A plant I'd never noticed before showed up on my doorstep (literally) this summer. Once flowers began to appear in late June, I posted a few pictures in the Iowa wildflower enthusiasts Facebook group I created last year. A member of that community quickly identified the mystery plant as American lopseed (Phryma leptostachya).
As the name suggests, American lopseed is native to most of North America east of the Rocky Mountains. These plants can also be found in California. The Illinois Wildflowers website notes that this species (sometimes known simply as lopseed) "prefers a sheltered location that provides light to medium shade, moist to mesic conditions, and a rich woodland soil with abundant organic matter."
How did these wildflowers suddenly turn up in an area I have watched closely for 20 years? According to ecological consultant Leland Searles, birds may have carried the seed to my yard, or animals may have tracked it in on their hooves or paws.
American lopseed leaves are toothed and much broader near the bottom of the plant than near the top.
American lopseed flowers are not "showy." Minnesota Wildflowers describes them this way:
Individual flowers are about ¼ long and wide, tubular, with 1 short notched top lobe that turns up and 3 longer bottom lobes that extend out. The top lobe is pink-tinged with a dark pink streak along the top outside, the bottom lobes are pale pink to white. There are 4 yellow-tipped stamens inside the tube.
The pink is visible on these buds, which are about to open.
I couldn't capture the stamens, but you can see the lobes in the next two pictures.
"Only a few flowers are in bloom at the same time," notes Illinois Wildflowers.
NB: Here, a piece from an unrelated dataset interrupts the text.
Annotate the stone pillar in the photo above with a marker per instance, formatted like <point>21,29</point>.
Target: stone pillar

The flowers move up the raceme.
In the lower left corner of this picture, you can see fruit developing on a honewort plant that bloomed weeks earlier.
A honewort plant with fruit is visible near the upper left here, growing among the American lopseed.
Closer view of fruit forming on American lopseed:
Final note: Minnesota Wildflowers writes, "American Lopseed and Pointed-leaf Tick-trefoil both have pink spikes and grow in the woods at the same time, sometimes right next to each other." I haven't found any pointed-leaf tick trefoil near my home, unfortunately. But here's a picture of those lovely flowers, which I photographed five years ago on a visit to Maquoketa Caves State Park in Jackson County.
So nice to see this beautiful little flower
American lopseed is an oak savanna plant. It's one of the many flowers, sedges, and grasses that really like or are dependent on the mostly-closed-to-mostly-open oak woodlands that used to be so common in the Midwest, especially in Iowa and Illinois.
Then oak savannas suffered severe impacts from unsustainable logging, development, overgrazing, fire suppression, invasive species, woody invasion, and other problems. They became degraded and destroyed to the point that the Midwestern oak savanna, as a unique ecosystem, became essentially lost to science. Some species that depended on oak savannas declined to the point of official rarity.
The story of how Midwestern oak savannas were rediscovered, and how some Midwesterners fell in love with them and figured out how to restore them, is a wonderful tale. Some of the leading characters are still on this side of the sod.
One book that tells that history is MIRACLE UNDER THE OAKS by William K. Stevens. The book focuses largely on northern Illinois because so much happened there, but a few Iowans are in the book too. And now there are Iowans across our state who are working to restore oak savannas.
That's what these lopseed photos reminded me of. Thank you!
Thanks for sharing. Although we have a few oaks nearby, the "Colby Woods" area of Windsor Heights is a riparian forest with many more walnuts and locusts.
Lopseed is fortunate in a sense...
...because it ranks at four out of ten on the Iowa scale of plant conservatism, which means it has a wider range of woodlands where it can grow. Iowa flowers that are more restricted to oak savannas include purple milkweed, with a ranking of seven, and yellow pimpernel, with a ranking of nine.
Common milkweed, as a comparison, has a ranking of zero, which means it can grow in many kinds of places. That we've lost so much common milkweed says a lot about how we now manage the Iowa landscape.